If the PM cannot get it over the line, the EU has said it needs to come back with something new or risk crashing out without a deal on April 12.
Speaker John Bercow had previously blocked a third attempt by Mrs May to pass her Withdrawal Agreement, citing a 400-year law that prevents the same motion coming back repeatedly.
By splitting her bill into two halves, she has done that and Mr Bercow said it now complies with House of Commons rules. Labour disagree, saying voting on half of it represented a ‘blindfold Brexit.’
Mrs May’s last attempt failed by 149 votes, so she needs to win over 75 Conservative rebel MPs.
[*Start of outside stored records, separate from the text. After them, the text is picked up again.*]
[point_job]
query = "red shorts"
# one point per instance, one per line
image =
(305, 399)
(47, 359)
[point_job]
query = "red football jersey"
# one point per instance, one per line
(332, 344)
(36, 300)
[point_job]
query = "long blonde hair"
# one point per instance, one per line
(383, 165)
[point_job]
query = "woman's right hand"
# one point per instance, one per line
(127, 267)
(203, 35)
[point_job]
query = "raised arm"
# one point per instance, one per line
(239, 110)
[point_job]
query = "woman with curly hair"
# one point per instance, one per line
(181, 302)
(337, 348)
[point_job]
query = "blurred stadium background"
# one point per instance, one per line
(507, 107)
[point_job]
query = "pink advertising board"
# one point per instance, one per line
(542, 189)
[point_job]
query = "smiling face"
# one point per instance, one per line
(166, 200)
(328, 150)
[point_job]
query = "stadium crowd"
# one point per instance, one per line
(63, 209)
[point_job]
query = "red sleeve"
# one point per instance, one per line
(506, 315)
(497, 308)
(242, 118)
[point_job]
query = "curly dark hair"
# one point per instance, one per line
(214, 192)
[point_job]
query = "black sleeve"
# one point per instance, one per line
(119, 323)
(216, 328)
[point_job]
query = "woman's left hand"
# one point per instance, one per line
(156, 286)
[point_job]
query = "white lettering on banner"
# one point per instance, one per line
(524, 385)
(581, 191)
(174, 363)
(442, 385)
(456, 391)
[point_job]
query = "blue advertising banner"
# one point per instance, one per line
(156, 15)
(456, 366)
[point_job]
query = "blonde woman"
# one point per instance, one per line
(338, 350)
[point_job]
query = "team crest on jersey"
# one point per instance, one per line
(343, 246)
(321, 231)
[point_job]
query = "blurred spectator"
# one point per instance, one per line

She cannot rely on the DUP’s 10 politicians, who will not back her because of the Irish backstop issue that they argue will see Northern Ireland treated differently to the rest of the UK.
Mrs May is now hoping to persuade a number of Labour members that if she fails today, Brexit could face years of delay. She has got the backing of a number of hardline Brexiteers in her own party, who say they will back her now she has pledged to stand down.
However, a number of members of the European Research Group (ERG) have refused to budge. If the vote goes in favour of Mrs May today, she will move to a third meaningful vote.
If the motion on the Withdrawal Agreement is rejected by MPs, the UK will have until April 12 to ask for a further extension to Brexit negotiations – which would require voters to choose new MEPs – or leave the EU without a deal.
Some people within Parliament say that means a general election would be increasingly likely to break the deadlock – or a softer version of Brexit in the form of a customs union with the EU could be considered.
Defence Minister Tobias Ellwood said: ‘There are some big challenges here. ‘It’s a key day and probably the last opportunity to get this particular motion across.’
The vote comes on the day that pro-Brexit protesters are set to gather outside Parliament to mark what had been scheduled to be the UK’s exit date from the EU.